Wednesday, October 22, 2014

IRS to Restaurants: Comply with UNICAP!

On September 26, 2014, the Service released Chief Counsel Advice 201439001 on restaurants' UNICAP compliance. Historically, few restaurants complied with UNICAP. This led to LB&I examining a number of restaurants on this issue.  In this memo, Chief Counsel advised the Field that restaurants willing to adopt a reasonable facts-and-circumstances UNICAP method should not be required to use the Simplified Production Method.


Background: Section 263A requires certain taxpayers to capitalize additional costs into inventory. Even though section 263A was enacted as part of the Tax Reform Act of 1986 and final UNICAP regulations were adopted in 1993, some industries continue to have high rates of UNICAP non-compliance. Restaurants are the textbook example.

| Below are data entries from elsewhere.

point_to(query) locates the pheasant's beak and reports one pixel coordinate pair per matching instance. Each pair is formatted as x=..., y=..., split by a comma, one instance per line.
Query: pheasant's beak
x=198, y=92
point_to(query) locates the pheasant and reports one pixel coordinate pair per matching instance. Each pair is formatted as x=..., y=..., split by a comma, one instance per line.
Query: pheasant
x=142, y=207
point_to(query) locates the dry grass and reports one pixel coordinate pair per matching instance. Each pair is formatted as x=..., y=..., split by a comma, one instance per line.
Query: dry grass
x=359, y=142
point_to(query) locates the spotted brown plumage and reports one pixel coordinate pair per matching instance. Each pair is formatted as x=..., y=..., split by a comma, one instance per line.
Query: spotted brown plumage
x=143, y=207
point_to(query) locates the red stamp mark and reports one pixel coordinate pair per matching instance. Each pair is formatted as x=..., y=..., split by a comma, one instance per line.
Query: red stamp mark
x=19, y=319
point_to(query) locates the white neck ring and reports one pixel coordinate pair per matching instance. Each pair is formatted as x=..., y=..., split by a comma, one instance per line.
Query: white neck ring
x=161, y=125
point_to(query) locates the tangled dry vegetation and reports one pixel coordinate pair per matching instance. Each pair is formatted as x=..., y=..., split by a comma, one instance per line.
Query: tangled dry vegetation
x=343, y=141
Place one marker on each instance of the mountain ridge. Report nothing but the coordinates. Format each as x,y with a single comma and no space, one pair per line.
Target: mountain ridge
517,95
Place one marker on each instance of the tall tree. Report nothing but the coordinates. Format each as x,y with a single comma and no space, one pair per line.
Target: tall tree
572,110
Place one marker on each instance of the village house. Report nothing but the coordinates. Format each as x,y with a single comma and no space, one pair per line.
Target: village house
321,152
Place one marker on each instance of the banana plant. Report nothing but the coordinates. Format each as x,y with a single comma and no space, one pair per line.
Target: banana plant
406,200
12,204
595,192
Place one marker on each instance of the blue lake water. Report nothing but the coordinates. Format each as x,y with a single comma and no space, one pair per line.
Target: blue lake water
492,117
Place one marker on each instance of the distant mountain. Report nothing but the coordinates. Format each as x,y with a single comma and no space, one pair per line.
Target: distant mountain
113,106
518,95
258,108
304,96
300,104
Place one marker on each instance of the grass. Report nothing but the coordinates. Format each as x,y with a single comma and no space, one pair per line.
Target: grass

Under prior law, the restaurant industry failed to qualify as a manufacturer under the former Investment Tax Credit and successfully avoided classification as a manufacturer under the full absorption inventory capitalization regulations. This changed with the enactment of UNICAP in 1986. As relevant here, UNICAP requires producers to capitalize additional section 263A costs. Production is defined broadly enough to include restaurants that prepare food for sale. In recent years, the Service has stepped up its enforcement activity in this area. This increased examination activity led to this chief counsel advice memo.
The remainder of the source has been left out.